C'est l'histoire d'un petit mec, Fañch

Fañch Bernard naît à Quimper en mai 2017. Le service d’état civil refuse l’orthographe bretonne avant de se rétracter : « Il n’y a, à nos yeux, aucune raison, qu’elle soit juridique ou humaine, pour que Fañch soit privé du tilde qui orne son prénom. Ce n’est ni accessoire, ni anodin. Nous assumons notre position et comptons sur la compréhension des autorités administratives » on connaît la suite, le tribunal de grande instance de Quimper ordonne la rectification du prénom enregistré à l’état civil, considérant qu’admettre le tilde reviendrait « à rompre la volonté de notre État de droit de maintenir l’unité du pays et l’égalité sans distinction d’origine » Pourtant, depuis cinquante ans, les prénoms bretons sont autorisés.

Dans un second temps judiciaire, la cour d’appel de Rennes donne satisfaction au couple en acceptant ce prénom, déjà utilisé par le passé et présent sur certains documents d’identité.
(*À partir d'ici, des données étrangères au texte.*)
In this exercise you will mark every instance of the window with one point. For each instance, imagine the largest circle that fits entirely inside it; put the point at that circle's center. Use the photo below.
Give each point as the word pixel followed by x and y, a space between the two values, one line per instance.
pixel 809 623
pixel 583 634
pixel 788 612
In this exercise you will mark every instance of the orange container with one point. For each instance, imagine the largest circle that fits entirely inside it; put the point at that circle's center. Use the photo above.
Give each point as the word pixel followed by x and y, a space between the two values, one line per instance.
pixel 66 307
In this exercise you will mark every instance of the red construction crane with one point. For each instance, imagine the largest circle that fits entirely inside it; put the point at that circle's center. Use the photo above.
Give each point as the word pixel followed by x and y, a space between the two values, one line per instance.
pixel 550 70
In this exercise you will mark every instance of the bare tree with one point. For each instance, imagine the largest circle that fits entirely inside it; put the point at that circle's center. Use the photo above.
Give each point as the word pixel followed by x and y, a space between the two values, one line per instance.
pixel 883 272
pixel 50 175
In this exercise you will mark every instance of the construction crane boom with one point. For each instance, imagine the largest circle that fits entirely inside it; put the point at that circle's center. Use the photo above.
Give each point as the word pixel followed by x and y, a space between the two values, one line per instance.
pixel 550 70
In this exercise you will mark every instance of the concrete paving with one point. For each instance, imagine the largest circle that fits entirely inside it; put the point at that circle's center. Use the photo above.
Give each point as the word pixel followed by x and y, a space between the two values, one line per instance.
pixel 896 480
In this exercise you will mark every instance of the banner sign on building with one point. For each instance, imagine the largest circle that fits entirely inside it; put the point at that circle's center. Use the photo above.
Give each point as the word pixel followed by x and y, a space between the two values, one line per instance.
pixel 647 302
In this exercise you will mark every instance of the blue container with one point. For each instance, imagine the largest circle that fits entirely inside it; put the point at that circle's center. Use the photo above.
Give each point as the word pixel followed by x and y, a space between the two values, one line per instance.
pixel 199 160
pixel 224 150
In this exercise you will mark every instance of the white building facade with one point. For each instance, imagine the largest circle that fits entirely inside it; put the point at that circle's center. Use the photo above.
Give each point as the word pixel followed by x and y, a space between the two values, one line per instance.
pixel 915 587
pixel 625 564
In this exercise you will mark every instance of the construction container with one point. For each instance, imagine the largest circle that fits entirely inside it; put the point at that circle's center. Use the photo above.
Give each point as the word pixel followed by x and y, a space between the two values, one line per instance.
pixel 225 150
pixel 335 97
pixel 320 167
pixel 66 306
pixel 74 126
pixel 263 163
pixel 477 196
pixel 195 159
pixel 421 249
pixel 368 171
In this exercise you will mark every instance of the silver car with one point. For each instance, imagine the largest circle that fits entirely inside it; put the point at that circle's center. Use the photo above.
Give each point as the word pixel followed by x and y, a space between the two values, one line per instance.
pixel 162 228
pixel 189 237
Mais le parquet général se pourvoi en cassation.

Fort heureusement le pourvoi est rejeté par la première chambre civile de la Cour de cassation le 17 octobre 2019, mettant donc un terme à l’affaire en autorisant l’enfant à conserver la graphie de son prénom incluant la lettre diacritée. Mais sur le fond rien n’est réglé en effet, l’arrêt du pourvoi repose sur « une erreur de procédure » d’après l’avocat de la famille, donc aucune considération sur les arguments du couple et par extension sur le respect des langues et histoire des pays/régions. Fañch est un prénom breton masculin, hypocoristique de Frañsez, équivalent breton du prénom français François. Ôter le tilde du prénom Fañch changerait la prononciation du prénom, formant un autre prénom que n’ont pas choisi les parents.

Une bonne nouvelle viendra quelques mois plus tard, « La ministre de la Justice de l’époque (Nicole Belloubet) confirmera par courrier qu’un décret serai en cours de finalisation et serai prochainement (sic) transmis au conseil d’État. L’intégration de ces caractères sera effective dès que les modalités au sein des services de l’État seront définies », avait déclarée l’élu de La République en marche dans un communiqué intitulé « Un décret pour Fañch ». Ce petit bonhomme aura donc à lui tous seul (oui oui avec un peu l’aide de ses parent et de ses avocats ^^) à fait plier la France et à fait changer la loi ! TRUGAREZ Fañch ! 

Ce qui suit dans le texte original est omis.